Jane Seymour is often written as a beautiful woman who Henry grew to love for her kindness. In Bring Up the Bodies, Jane is a beautiful, but dim-witted girl who is so naive that she doesn’t seem to realize why the king is showering her with attention. By the end of the novel, though, Cromwell begins to see that this is all a ruse. Since Anne is too smart for her own good, vocal, and domineering, Jane has decided to be the complete opposite in order to ensnare Henry. Henry believes he’s gotten rid of one manipulative woman for a saint, but may have walked into the same trap. I can’t wait to see how Mantel treats Henry’s relationship with Jane in the third and final book of the series. Will Jane turn out to be the saint everyone paints her as, or will Mantel write her as more politically minded? Unfortunately, I’ll have to want until 2015 to find out the answer to that question.

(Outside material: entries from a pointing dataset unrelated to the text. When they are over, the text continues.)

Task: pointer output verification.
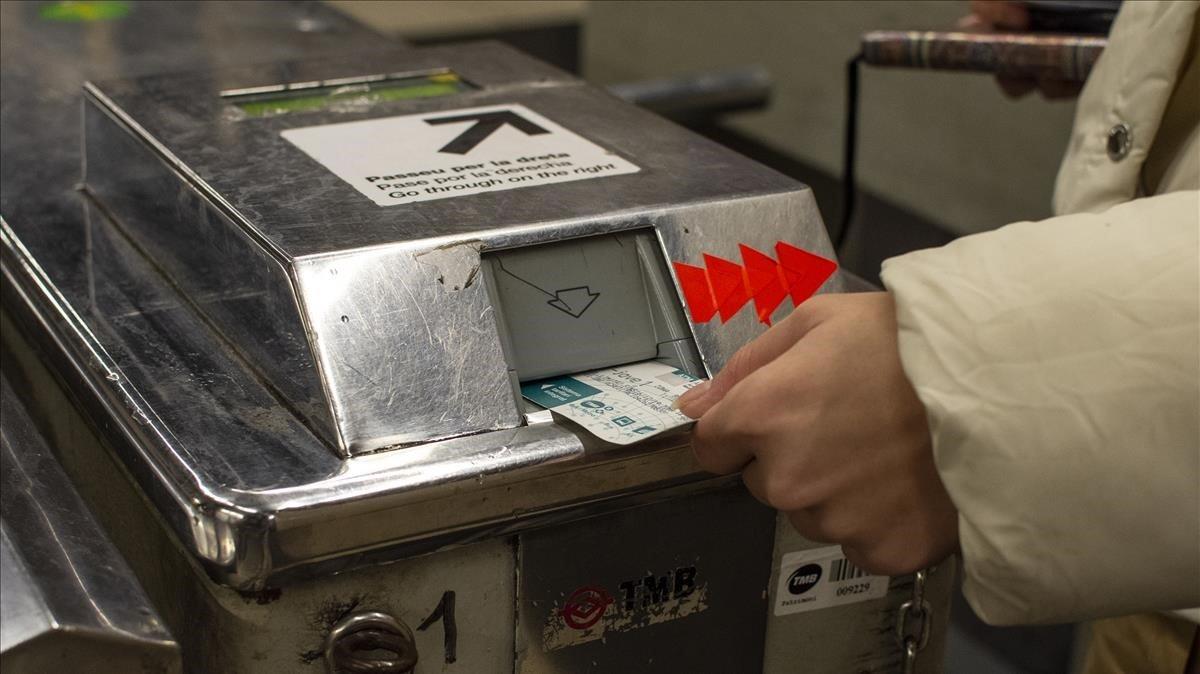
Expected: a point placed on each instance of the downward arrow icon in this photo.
(574, 301)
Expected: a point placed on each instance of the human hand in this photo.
(991, 16)
(825, 426)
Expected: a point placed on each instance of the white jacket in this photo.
(1060, 360)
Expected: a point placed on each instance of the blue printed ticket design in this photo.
(618, 404)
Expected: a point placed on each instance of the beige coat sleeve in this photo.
(1060, 366)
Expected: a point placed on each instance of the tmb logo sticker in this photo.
(804, 578)
(585, 607)
(589, 612)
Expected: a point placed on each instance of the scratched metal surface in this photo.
(372, 350)
(69, 596)
(246, 486)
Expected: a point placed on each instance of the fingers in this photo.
(715, 447)
(766, 348)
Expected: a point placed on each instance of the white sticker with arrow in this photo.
(449, 154)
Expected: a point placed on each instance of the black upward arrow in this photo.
(485, 125)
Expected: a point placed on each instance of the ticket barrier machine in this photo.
(316, 290)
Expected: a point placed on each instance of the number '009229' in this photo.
(856, 589)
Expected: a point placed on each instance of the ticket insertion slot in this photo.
(586, 304)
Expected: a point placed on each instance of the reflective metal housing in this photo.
(250, 486)
(337, 301)
(69, 597)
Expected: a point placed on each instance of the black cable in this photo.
(850, 144)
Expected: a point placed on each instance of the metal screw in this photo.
(1120, 142)
(370, 642)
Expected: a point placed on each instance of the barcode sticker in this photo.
(821, 578)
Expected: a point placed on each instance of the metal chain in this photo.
(915, 621)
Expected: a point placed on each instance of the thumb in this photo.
(760, 351)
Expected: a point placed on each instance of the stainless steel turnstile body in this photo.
(295, 408)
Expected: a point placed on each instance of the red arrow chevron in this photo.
(723, 287)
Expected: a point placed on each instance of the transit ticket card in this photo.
(618, 404)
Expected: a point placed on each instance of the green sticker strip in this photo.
(83, 12)
(370, 92)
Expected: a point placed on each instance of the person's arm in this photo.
(1059, 363)
(1053, 368)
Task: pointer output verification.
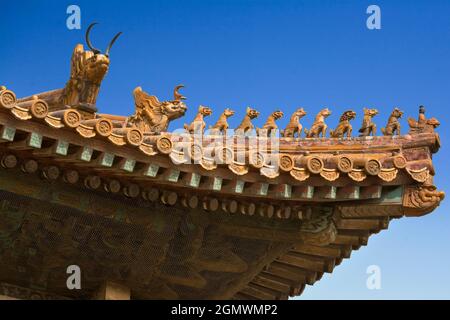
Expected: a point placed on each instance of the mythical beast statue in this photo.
(153, 116)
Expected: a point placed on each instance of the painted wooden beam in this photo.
(113, 291)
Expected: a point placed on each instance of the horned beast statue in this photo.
(344, 126)
(153, 116)
(294, 125)
(393, 125)
(88, 68)
(319, 127)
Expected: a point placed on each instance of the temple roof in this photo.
(255, 213)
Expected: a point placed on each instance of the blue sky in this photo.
(269, 55)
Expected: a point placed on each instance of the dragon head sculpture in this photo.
(88, 68)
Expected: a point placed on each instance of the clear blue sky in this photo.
(269, 54)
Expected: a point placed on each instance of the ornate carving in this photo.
(319, 127)
(372, 167)
(134, 137)
(104, 127)
(294, 126)
(393, 125)
(153, 116)
(420, 175)
(399, 162)
(198, 125)
(345, 164)
(286, 162)
(344, 126)
(299, 174)
(269, 171)
(422, 199)
(164, 145)
(222, 124)
(246, 124)
(238, 169)
(39, 109)
(388, 174)
(88, 68)
(257, 159)
(314, 164)
(270, 126)
(71, 118)
(329, 174)
(423, 125)
(368, 126)
(7, 98)
(357, 175)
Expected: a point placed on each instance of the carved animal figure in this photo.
(222, 124)
(428, 126)
(88, 68)
(368, 126)
(319, 127)
(153, 116)
(270, 126)
(198, 125)
(393, 125)
(246, 123)
(423, 125)
(294, 125)
(344, 126)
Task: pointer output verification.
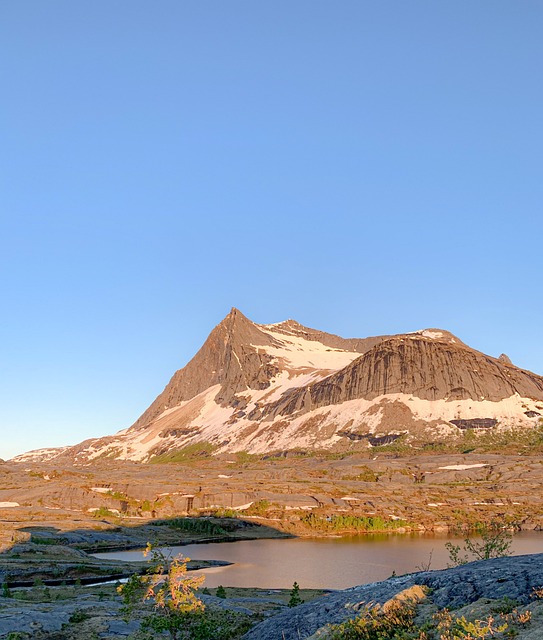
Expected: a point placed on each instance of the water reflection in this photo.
(335, 563)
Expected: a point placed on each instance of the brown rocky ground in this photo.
(117, 504)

Often times when the story of Henry VII and Anne Boleyn’s relationship is covered, one of them is made out to be a villain, but Mantel treated this historical titans as people like any other.  Even though this novel is deemed to be Historical Fiction, Mantel’s incredible knowledge on the subject made the novel read like a historical treatise grounded in fact. I was so invested in this novel, that I found it to be difficult to put down, and it left me wanting more. If you are a fan of Tudor England like I am, than definitely give this series a try. Who knows? Maybe you’ll have a different experience with Wolf Hall than I did. If not, then pushing through would definitely be worth it just to get to the second novel. By the way, you honestly don’t have to read Wolf Hall in order to enjoy Bring Up the Bodies. 

Rating Report
Overall: 4.3

About Hilary Mantel

Hilary Mantel is the bestselling author of many novels including Wolf Hall, which won the Man Booker Prize and the National Book Critics Circle Award for fiction. Bring Up the Bodies, Book Two of the Thomas Cromwell Trilogy, was also awarded the Man Booker Prize and the Costa Book Award. She is also the author of A Change of Climate, A Place of Greater Safety, Eight Months on Ghazzah Street, An Experiment in Love, The Giant, O’Brien, Fludd, Beyond Black, Every Day Is Mother’s Day, and Vacant Possession. She has also written a memoir, Giving Up the Ghost. Mantel was the winner of the Hawthornden Prize, and her reviews and essays have appeared in The New York Times,The New York Review of Books, and the London Review of Books. She lives in England with her husband.